Le blasphème

Alors que je me remémorais ma soirée de mardi en regardant des vidéos et photos de celle-ci, je me revois en train d’insulter crûment celui que celles et ceux qui y croient appellent « Dieu ».

Et ça me fait rire, car ivre ou pas (là on va dire que j’étais dans un état pas très normal), me moquer du sacré n’a jamais été un problème chez moi. Je dirais même que ça l’est encore moins depuis que la France (et plus particulièrement l’un de ses journaux satiriques, Charlie Hebdo), a été frappée car elle n’a (ou n’avait) pas peur de caricaturer le divin, ainsi que les fanatiques qui justifient leur haine de l’autre à l’aide des textes sacrés (sortis d’on ne sait où).

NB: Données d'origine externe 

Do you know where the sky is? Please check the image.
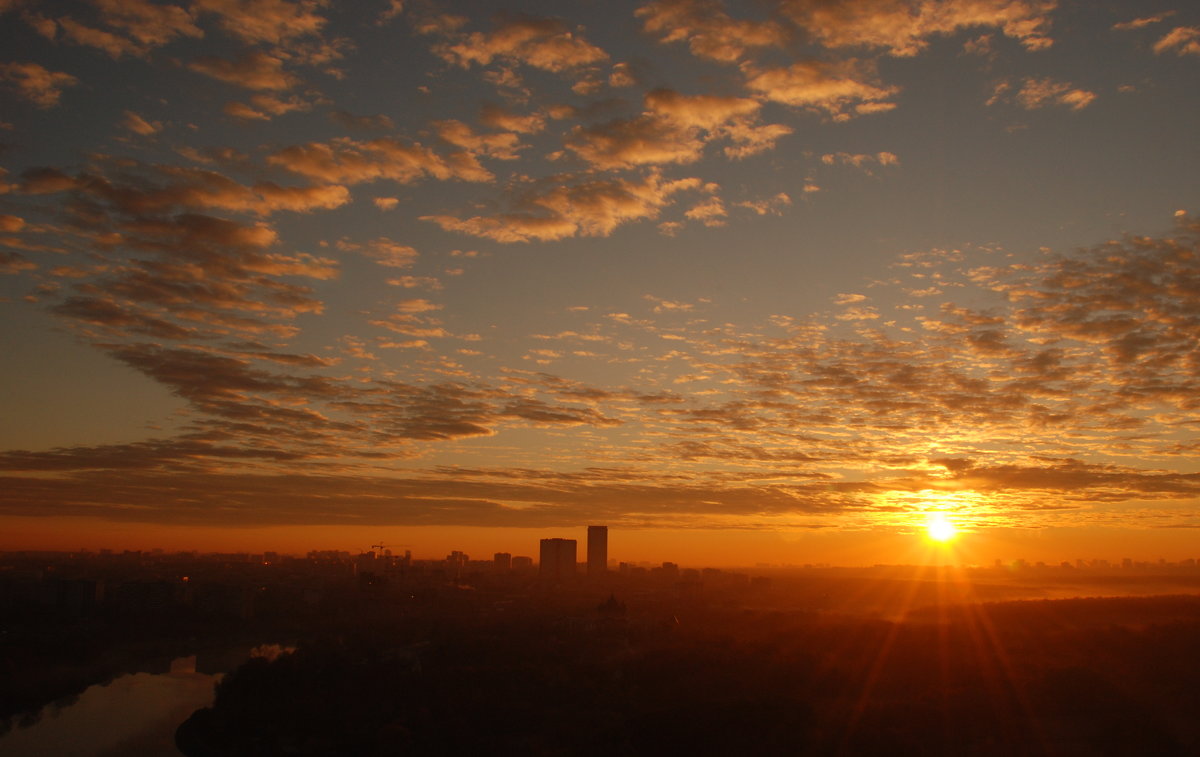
[0,0,1200,564]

J’ai aujourd’hui des doutes quant à la capacité du pays à rire du sacré. Les attentats ont réduit les capacités de réflexion et de critique de celles et ceux qui défendaient alors bec et ongles la liberté d’expression. Ils « étaient » Charlie il y a 3 ans, aujourd’hui la moindre caricature de Mahomet ou de Tariq Ramadan est islamophobe (mot que mon correcteur automatique ne comprend pas, tiens). Être « islamophobe », c’est donc faire une Une avec Ramadan ayant la trique et se revendiquant « Pilier de l’islam » et rire de ce dessin ? Alors je suis « islamophobe ».

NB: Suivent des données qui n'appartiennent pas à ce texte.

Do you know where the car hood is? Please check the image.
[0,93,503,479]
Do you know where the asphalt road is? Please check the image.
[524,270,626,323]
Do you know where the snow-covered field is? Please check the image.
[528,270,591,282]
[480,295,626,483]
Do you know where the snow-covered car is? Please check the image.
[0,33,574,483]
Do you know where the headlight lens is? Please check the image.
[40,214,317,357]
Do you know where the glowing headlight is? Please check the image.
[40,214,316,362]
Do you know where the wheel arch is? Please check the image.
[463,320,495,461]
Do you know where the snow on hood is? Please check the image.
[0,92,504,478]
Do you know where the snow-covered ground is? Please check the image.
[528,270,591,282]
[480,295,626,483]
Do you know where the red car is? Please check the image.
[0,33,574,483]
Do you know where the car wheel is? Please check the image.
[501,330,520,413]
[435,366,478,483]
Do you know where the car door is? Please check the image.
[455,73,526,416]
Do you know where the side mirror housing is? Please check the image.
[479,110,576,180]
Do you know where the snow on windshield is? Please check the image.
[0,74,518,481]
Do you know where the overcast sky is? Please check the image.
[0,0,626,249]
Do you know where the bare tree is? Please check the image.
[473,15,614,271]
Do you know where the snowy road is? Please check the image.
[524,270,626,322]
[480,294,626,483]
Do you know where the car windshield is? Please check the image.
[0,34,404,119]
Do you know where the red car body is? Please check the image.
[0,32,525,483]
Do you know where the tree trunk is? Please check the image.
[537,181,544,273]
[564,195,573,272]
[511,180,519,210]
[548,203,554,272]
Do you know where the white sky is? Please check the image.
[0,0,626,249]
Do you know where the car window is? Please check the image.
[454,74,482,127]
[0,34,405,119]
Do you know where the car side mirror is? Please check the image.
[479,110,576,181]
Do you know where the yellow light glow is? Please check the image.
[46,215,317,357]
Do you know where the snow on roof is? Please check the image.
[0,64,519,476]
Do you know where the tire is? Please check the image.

La France devient un pays fébrile en ce qui concerne la critique de la religion en général, la droite ayant très peur pour nos « racines chrétiennes » par exemple ne tolère pas non plus que l’on se moque de Dieu, Jésus et consorts. Charb, l’une des victimes de l’attentat et caricaturiste à Charlie, avait écrit un texte, « Lettre aux escrocs de l’islamophobie qui font le jeu des racistes ». Une représentation de ce dernier devait avoir lieu à Paris 7, mais a été annulée après la demande d’un syndicat étudiant, qui ne craignait pas la pièce mais « le débat qui la suit »

La jeunesse française se met donc à censurer par peur du débat ? Sérieusement ? La France est connue pour être un pays de râleurs et râleuses, alors si on commence à nous empêcher de se foutre sur la gueule, en toute cordialité, j’ai peur pour la liberté de ce pays. Vraiment.

Le blasphème est un droit, que l’on doit respecter comme tous les autres, tant que l’on ne nuit pas à autrui. Et le rire, la réflexion, la critique (constructive) n’a jamais nuit à personne, à part aux cons.